Showing posts with label embarassing story. Show all posts
Showing posts with label embarassing story. Show all posts

Wednesday, February 16, 2011

the gym..


i've been trying to be really good about going to the gym.
because i worry about many things...... but i worry alot about the recovery, and the 'baby weight'.
last spring and summer i was awesome about going.
and then i found out i was pregnant & got so sick, so all i did was lay on the couch.
well, at about 12 weeks, i decided that i just needed to go.
so i've been doing pretty good since..... until christmas, when i really started showing.

i am seriously dragging myself to get there twice a week these days.
i walk everywhere around campus, so i feel like that justifies me not going as much
but there are two reasons for this.

one. it is getting really hard to exercise. my mom told me she experienced alot of pain at the end of her pregnancies, and i think she so lovingly passed that on to me. im not just uncomfortable... although i am that as well. my body all of a sudden started getting really sore, and painful. every morning i feel like i had run a marathon the day before, and then got kicked around (down there) for a couple hours. honestly. its bizzare. but anyways, i just feel like my body is shutting down. and activities that i use to be able to easily do, are really hard.

two. its strange being pregnant while waddling around campus. i feel like judging eyes are all around me. ;) wondering if it was an accident, or whatever else. but alot of people's eyes just automatically go down to the belly, and it makes me feel weird. well... its 100x worse at the gym. the student gym on campus, i might add. i got a spouse card for the semester so that i could use the gym, cause its really convenient since i work AND live on campus. man alive is that place a joke. i thought that before i was even married. its just a place where girls work out with their hair down and curled and wear tons of make-up, and the "itty-bitty" work-out clothes. (need i say more?)
anyways, i feel those judging eyes especially at the gym, since i am pregnant. you just dont see pregnant students very often. i feel weird.

SO, on to the story.
i dragged myself there today. im in a big t-shirt and sweat pants... feelin real large and ugly.
a 19 year old taps me on the shoulder and gives the thumbs up and says
"way to go momma!!"

i know she was just trying to be nice and encourage the large prego.... but seriously?
i instantly felt like i was 45 years old. and i left. and i probably wont return to that gym ever again.

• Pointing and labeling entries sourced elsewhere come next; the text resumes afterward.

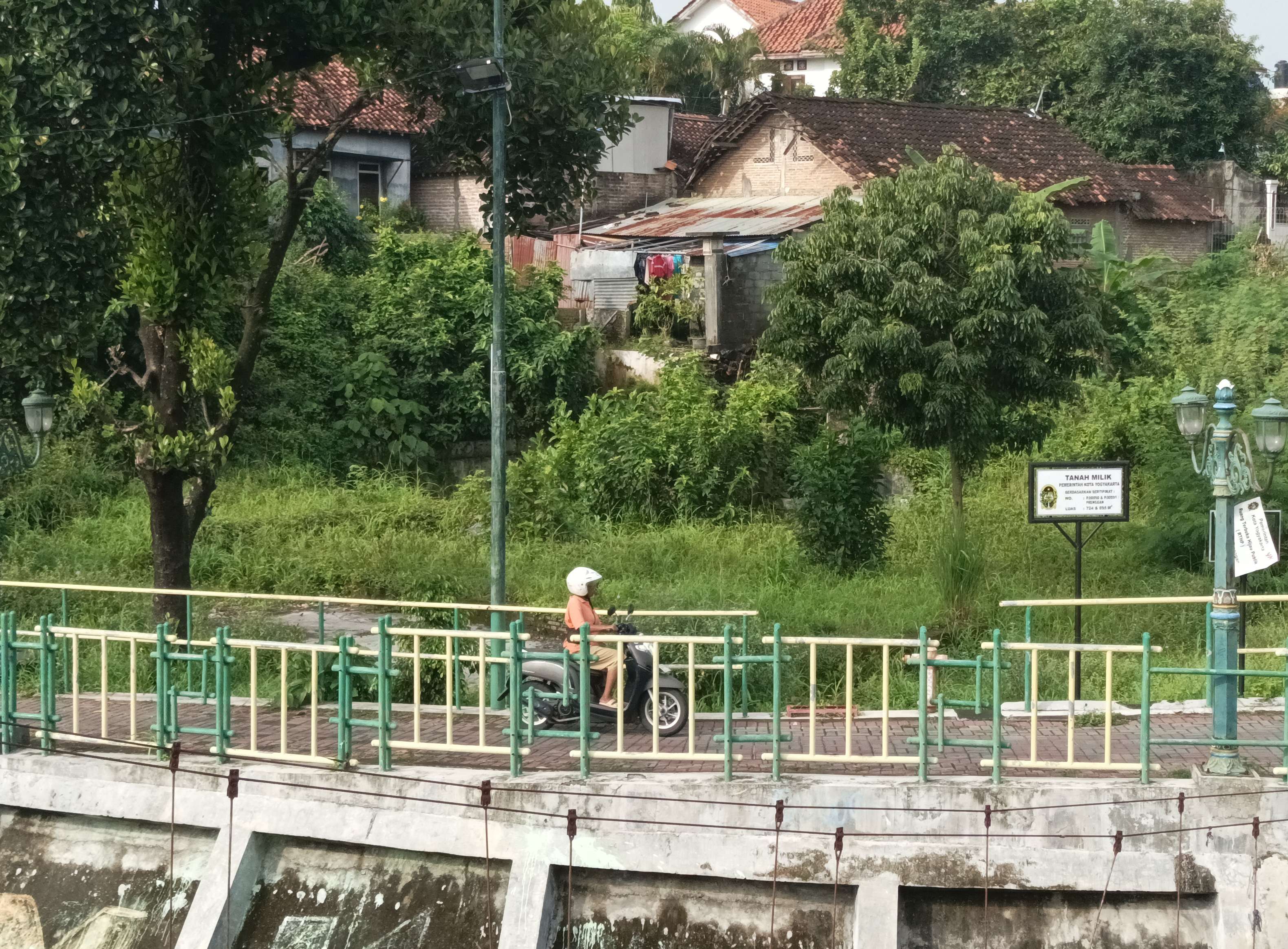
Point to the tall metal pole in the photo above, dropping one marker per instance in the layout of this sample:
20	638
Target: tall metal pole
1077	611
498	352
1225	603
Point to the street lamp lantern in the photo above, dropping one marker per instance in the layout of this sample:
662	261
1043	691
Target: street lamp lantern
1272	432
39	410
1191	412
1223	456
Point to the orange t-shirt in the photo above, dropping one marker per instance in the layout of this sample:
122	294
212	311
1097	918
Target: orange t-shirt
579	612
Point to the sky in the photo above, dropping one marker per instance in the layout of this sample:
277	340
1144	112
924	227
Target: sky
1268	20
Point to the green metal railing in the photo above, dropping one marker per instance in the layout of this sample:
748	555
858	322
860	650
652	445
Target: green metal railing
42	694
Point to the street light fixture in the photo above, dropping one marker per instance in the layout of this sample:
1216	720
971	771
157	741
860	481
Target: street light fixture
482	75
39	411
1225	460
478	77
1272	431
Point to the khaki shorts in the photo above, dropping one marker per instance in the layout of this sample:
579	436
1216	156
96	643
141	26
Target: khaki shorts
601	657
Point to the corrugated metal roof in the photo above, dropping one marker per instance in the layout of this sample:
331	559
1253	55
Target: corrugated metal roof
763	217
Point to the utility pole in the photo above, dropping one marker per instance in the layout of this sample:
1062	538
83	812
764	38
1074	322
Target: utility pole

{do i need to add that i went home and ate cadburry mini eggs?}

Tuesday, September 16, 2008

how i ate my contact...

well peeps... i've lost it. here's how the story goes.

the other day i pushed the snooze button way too many times... but finally realized what i had been doing and JUMPED out of bed. i only had 15 minutes to get ready and get to the bus, and for any of you who know me, this is next to impossible. Especially at 6:45 in the morning! ----remind me to never take an early class again----- and dont think im high maintenance, i just set special time aside in the morning to eat breakfast... cause again, for those who know me, i cant go too long without food :) so i am seriously RUNNING around our apartment. the first thing i did was go to my bathroom and complete my daily routine.. finishing with my contacts. this is where it all went down.. i must not have "secured" my contact to my left eye, if you know what i mean. well, in a hurry, i HAD to eat before i left. so i threw together a bowl of cereal- and NOW looking back, i remember blinking and catching something fall into my cereal. 'must have been some captain crunch falling out of my mouth'. i then heard the bus coming down my street so i ran out of my apartment and chased the bus down...


10 minutes later....


im sitting in class, trying to look at the board and notice that there is a blurr in my left contact. it was making it SO frusterating to see what the teacher was doing at the front, so i tried to get my contact out right then... and for some reason, it wasn't coming out. i must have sat in class for 15 minutes squeezing the heck out of my eye to get my contact out. so i left and went to the bathroom. i looked in the mirror and saw that i had been pinching at my natural eye, there was no contact to be found.


it was then, sitting in the girls bathroom that i realized what had happened. that "thing" that had fallen into my cereal was not captain crunch.. it was my contact. and i had finished my whole bowl of cereal, which means what peeps? i seriously ate my contact.


but what was even more annoying than realizing i ate my contact was going the rest of the day (at school) with only one contact in. Only one of my eyes was seeing right, and the other was a blurred mess.. and RED, i might add, from pinching it for 15 minutes when i thought there was a contact in it.

yep.. i've lost it.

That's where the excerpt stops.